Transforming the Narrative: Hypertextuality and Player as Co-Creator in Life is Strange


Yılmaz S.

Ege University International Anglophone Studies Graduate Symposium (ASGRAD): "Transformation", İzmir, Turkey, 22 - 23 October 2018

  • Publication Type: Conference Paper / Unpublished
  • City: İzmir
  • Country: Turkey

Abstract

Literary theory and criticism have traditionally focused on the written text; however, this approach began to change with the invention of computers, which introduced a new narrative space and resulted in the production of hypertext fiction and video games. Some video games lend themselves to literary criticism easily because of the literary nature of their narrativity, and Life is Strange (LiS) can be regarded as a fitting example of such games. LiS is an interactive, intertextual and hypertextual narrative that takes place in a fictional town called Arcadia Bay. It allows the player/reader to influence the flow of events and what happens to the characters, change the plot, and decide how the game will end. The ability of the main character, Maxine Caulfield, to manipulate time not only works as a technical device to make the players see alternative realities in the narrative and decide between them, but also becomes a metaphor of hypertextuality as the player can travel between different possibilities that exist in a non-linear narrative space. The player’s position with regards to the gaming experience can be read in parallel with the readers’ position while reading a novel or a short story; however, the digital nature of the game produces different interactions between the author and the reader that cannot be found in printed texts, as the player (through Max) continually (re-/de-)constructs the narrative with her actions of reading and playing.

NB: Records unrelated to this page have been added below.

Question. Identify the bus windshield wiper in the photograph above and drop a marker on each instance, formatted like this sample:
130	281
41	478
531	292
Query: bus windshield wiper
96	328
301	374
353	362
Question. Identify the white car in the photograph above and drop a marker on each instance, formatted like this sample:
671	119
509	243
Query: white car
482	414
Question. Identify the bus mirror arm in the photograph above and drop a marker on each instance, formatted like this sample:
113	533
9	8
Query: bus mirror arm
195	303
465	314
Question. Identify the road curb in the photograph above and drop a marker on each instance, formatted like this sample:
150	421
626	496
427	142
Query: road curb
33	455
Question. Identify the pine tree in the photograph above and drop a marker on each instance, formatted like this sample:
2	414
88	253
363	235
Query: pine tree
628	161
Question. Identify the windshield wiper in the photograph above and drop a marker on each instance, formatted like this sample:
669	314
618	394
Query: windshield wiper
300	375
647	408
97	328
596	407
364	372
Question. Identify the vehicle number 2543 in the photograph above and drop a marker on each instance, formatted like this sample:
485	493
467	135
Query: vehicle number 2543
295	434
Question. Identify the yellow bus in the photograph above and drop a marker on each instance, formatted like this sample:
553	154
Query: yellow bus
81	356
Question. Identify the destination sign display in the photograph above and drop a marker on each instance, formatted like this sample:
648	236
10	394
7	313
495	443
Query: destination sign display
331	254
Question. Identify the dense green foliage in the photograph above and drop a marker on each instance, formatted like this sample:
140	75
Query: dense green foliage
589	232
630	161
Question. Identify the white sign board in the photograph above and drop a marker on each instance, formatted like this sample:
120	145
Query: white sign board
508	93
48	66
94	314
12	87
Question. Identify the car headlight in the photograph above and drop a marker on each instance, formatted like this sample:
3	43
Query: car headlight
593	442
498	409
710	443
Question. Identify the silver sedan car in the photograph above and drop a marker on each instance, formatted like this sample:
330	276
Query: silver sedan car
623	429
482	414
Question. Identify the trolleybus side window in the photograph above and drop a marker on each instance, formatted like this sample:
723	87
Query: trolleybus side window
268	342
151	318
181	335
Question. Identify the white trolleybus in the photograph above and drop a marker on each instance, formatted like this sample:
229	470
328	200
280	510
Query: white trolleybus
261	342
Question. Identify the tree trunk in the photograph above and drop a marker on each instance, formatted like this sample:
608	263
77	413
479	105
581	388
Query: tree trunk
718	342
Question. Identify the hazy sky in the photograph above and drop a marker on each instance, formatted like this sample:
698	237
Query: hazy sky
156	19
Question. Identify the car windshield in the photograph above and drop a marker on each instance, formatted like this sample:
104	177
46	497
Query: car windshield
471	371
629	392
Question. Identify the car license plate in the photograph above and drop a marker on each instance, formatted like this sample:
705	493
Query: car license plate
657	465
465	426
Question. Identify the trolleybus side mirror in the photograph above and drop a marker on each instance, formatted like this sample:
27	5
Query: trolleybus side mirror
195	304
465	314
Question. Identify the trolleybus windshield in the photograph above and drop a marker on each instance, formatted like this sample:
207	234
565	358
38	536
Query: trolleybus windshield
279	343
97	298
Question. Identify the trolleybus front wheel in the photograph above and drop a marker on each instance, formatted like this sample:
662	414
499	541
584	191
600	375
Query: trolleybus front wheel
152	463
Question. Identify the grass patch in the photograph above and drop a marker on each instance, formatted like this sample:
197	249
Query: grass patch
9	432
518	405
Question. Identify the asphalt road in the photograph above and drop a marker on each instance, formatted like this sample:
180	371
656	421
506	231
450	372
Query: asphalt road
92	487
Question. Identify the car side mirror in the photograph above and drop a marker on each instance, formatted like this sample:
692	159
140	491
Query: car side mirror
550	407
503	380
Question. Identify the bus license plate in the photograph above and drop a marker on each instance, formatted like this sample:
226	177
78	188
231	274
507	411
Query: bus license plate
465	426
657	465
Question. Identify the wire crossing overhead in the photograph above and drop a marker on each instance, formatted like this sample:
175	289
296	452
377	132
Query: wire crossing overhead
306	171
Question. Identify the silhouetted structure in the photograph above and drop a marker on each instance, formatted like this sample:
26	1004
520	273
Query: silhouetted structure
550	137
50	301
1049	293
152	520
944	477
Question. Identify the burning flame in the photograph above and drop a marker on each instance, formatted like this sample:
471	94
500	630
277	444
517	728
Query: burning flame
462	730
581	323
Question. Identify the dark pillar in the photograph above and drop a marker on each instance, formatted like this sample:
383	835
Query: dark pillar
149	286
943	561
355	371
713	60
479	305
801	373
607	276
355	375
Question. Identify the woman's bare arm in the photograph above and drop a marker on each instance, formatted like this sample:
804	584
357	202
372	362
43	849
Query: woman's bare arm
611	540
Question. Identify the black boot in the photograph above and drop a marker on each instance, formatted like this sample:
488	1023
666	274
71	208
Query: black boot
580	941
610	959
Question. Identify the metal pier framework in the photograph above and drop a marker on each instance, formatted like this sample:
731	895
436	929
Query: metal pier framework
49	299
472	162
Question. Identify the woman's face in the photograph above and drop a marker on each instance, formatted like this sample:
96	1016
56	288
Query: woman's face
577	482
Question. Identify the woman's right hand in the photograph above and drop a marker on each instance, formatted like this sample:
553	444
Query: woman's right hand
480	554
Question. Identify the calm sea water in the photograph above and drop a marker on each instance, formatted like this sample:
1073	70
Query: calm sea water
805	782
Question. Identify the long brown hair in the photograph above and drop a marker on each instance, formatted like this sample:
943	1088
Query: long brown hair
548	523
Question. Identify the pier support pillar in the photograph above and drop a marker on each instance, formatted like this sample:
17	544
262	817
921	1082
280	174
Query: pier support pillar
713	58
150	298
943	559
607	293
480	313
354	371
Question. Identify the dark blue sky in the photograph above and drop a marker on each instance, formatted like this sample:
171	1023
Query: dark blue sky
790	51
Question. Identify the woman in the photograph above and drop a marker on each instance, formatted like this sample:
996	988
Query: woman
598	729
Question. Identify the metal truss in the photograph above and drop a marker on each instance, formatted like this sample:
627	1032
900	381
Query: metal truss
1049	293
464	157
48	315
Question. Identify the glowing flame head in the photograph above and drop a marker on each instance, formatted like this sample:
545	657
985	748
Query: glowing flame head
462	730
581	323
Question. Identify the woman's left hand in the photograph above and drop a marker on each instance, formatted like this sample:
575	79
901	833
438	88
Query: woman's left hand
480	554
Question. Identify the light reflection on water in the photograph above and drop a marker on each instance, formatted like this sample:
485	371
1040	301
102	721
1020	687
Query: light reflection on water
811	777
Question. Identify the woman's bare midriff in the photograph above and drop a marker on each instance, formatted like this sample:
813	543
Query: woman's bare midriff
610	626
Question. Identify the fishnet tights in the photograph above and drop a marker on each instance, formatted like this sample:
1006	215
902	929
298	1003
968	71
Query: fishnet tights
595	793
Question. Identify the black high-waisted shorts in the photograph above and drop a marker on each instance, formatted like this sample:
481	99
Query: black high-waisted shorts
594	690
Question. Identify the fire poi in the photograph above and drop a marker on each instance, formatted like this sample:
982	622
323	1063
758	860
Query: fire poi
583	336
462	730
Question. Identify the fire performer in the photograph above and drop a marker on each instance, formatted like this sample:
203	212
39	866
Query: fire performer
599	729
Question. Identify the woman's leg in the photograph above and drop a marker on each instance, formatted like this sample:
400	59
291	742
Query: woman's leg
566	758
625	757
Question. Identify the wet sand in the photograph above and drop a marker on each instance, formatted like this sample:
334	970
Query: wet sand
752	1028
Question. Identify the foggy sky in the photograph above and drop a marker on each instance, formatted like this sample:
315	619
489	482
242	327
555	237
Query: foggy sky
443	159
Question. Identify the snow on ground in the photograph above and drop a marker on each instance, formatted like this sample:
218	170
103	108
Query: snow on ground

As such, LiS can be considered as a literary work that has a fluid narrative which takes shape with the choices of the player, and immerses the player into the fictional world/text of the game through first-person gaming, which results in the disruption of the boundary between the player/reader (as co-creator of fiction) and character (as the subject of fiction). Hence, in LiS, the narrative can be transformed both metafictionally and within the fiction itself.